Ban: Climate change threatens hard-won peace

September 23, 2014 06:59 pm | Updated November 17, 2021 07:05 am IST - New York

UN Secretary-General Ban Ki-moon

UN Secretary-General Ban Ki-moon

UN Secretary-General Ban Ki-moon opened the UN Climate Summit on Tuesday, as world leaders and several business executives gathered to announce their commitments to reduce the effects of climate change.

U.S. President Barack Obama was among the 120 world leaders in attendance, a record for such meetings.

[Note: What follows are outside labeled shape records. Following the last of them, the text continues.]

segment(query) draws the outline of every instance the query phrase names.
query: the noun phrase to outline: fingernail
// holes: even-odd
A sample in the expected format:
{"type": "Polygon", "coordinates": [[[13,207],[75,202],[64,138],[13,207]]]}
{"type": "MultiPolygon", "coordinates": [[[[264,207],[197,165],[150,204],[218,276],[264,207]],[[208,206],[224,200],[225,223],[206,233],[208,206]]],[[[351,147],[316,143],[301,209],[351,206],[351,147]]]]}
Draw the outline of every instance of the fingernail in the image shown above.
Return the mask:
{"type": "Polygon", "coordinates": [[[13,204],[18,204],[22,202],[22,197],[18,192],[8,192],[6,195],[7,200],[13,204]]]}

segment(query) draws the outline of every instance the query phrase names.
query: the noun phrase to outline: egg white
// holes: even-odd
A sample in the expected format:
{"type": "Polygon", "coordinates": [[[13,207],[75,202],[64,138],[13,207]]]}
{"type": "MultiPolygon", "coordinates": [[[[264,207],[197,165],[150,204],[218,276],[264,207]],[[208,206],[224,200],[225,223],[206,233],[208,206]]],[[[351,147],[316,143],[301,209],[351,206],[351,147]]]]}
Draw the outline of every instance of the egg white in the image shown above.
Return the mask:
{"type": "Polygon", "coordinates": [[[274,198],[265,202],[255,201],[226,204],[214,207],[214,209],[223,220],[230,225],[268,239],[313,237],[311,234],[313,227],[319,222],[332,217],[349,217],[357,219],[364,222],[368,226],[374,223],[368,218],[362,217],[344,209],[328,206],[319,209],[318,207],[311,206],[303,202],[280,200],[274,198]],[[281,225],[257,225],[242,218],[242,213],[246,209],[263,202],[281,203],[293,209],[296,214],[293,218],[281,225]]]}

The summit is not part of the negotiations that are taking place in the build up to a 2015 summit in Paris in 2015, in which a comprehensive deal is set to be decided. Mr. Ban has instead convened the event to build political momentum in favour of an agreement.

The world has never before faced a global challenge like climate change, Mr. Ban said in his opening remarks.

“Climate change threatens hard-won peace, prosperity and opportunity for billions of people,” Mr. Ban said. “Today we must set the world on a new course.”

The UN chief called on governments and private institutions to invest in climate solutions designed to reduce the emission of greenhouse gases. He also urged the implementation of carbon taxes.

Leonardo DiCaprio, the actor who was recently appointed UN Messenger of Peace, said stopping climate change would require immediate and large-scale action.

“As an actor, I pretend for a living, I play fictitious characters,” Mr. DiCaprio said. “I believe that mankind has looked at climate change in that same way — as it were a fiction, as if pretending that climate change wasn’t real would somehow make it go away.”